The distance from base camp to the top is similar to the height of Mt Kosciuszko – from sea level – but at that altitude, every step is exhausting, and there’s no helpful chairlifts or pathways.

“We expect it to take six to eight days up to the summit and down, depending on conditions and how we’re all doing healthwise.”

Remarkably, Price only started serious mountaineering less than three years ago and the highest he’s climbed is little more than half the altitude of the mountain now in his sights: Anidesha Chuli or “The White Wave”.

“It’s a big question mark for me to see how I’ll do at altitude because there’s no way to know,” he says casually.

“I’ve climbed a lot of mountains in Canada – stood on a lot of summits – but the altitude in Canada is not very high. In general, in the Canadian Rockies you usually climb to around 3500m.”

His highly experienced companions, Paul and Shelley Hersey, are at opposite ends of the spectrum in terms of acclimatising to high altitude, he says, “…so if I’m anywhere in between it should work out quite well.”

About five years ago, Price did what a lot of Canberrans dream of doing and packed in his public service job in search of adventure.

“I was working in IT for the Government and it wasn’t for me, I didn’t enjoy it, so I decided to move to NZ and study adventure recreation and guiding, at a tertiary level,” he says. “I did a paper on rock climbing and mountain climbing and fell in love with it. That was 2009 and from then on, it just dictated my life.”

After the course he spent six months in Christchurch with his new love until the earthquakes shattered his home and the outdoor shop where he worked, which is also where he met Paul, his first mountaineering mentor.

Back home in Canberra, Price worked in rope-access cleaning as he prepared for his next move, to Banff in the Canadian Rockies.

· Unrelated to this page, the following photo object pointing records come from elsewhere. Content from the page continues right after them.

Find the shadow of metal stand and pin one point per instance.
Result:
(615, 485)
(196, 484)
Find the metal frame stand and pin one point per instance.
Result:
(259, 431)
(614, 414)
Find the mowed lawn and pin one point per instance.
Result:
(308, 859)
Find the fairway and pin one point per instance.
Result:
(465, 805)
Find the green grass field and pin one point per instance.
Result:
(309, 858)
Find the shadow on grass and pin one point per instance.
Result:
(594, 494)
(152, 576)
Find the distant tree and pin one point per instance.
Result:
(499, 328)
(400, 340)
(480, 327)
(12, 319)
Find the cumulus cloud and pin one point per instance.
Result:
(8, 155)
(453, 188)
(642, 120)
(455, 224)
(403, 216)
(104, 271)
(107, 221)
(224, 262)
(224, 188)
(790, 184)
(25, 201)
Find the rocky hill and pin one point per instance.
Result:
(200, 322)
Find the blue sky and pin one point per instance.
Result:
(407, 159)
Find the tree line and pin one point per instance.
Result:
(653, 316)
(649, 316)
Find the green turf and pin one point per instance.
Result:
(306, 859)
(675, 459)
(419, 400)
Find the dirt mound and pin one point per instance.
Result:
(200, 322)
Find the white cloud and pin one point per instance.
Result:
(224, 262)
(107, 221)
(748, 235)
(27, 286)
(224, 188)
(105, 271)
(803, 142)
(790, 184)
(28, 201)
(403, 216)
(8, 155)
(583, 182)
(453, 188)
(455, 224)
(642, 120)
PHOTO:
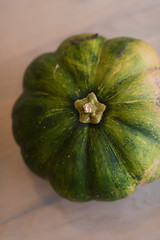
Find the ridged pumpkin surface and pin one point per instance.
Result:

“All my mentors had said: ‘Go to Canada if you want to be a good mountain climber’, because it’s the best place in the world to climb ice,” he explains. “The access is a lot easier than NZ and they have a long winter with much colder temperatures, so there’s a lot of water ice to climb there and you can get very good, very quickly, if you put your mind to it.”

Not content just to attempt to climb Anidesha Chuli, Price and the Herseys also want to make a documentary about the adventure so they’re bringing photography and video production equipment to base camp, with the help of porters, as well as all their food and climbing gear.

“We’ll also have a cook on the way to base camp, but then after that on the climb, it’s just us,” says Price.

To get to the top they have to cross the Ramthang Glacier, take a left where it gets steep then find a path through 1000m of very steep ice, before they get to the relative safety of the col, a saddle in the long ridge that runs to the summit.

Along the way, they’ll have to avoid crevasses, ice falls, extreme cold and altitude sickness, as well as avalanches, like the one that forced a team of four New Zealanders to abandon climbing “The White Wave” last year.

“There’s a few risks to mitigate,” says Price, “but we’re a strong, conservative team, and I think we’ll make good decisions up there.”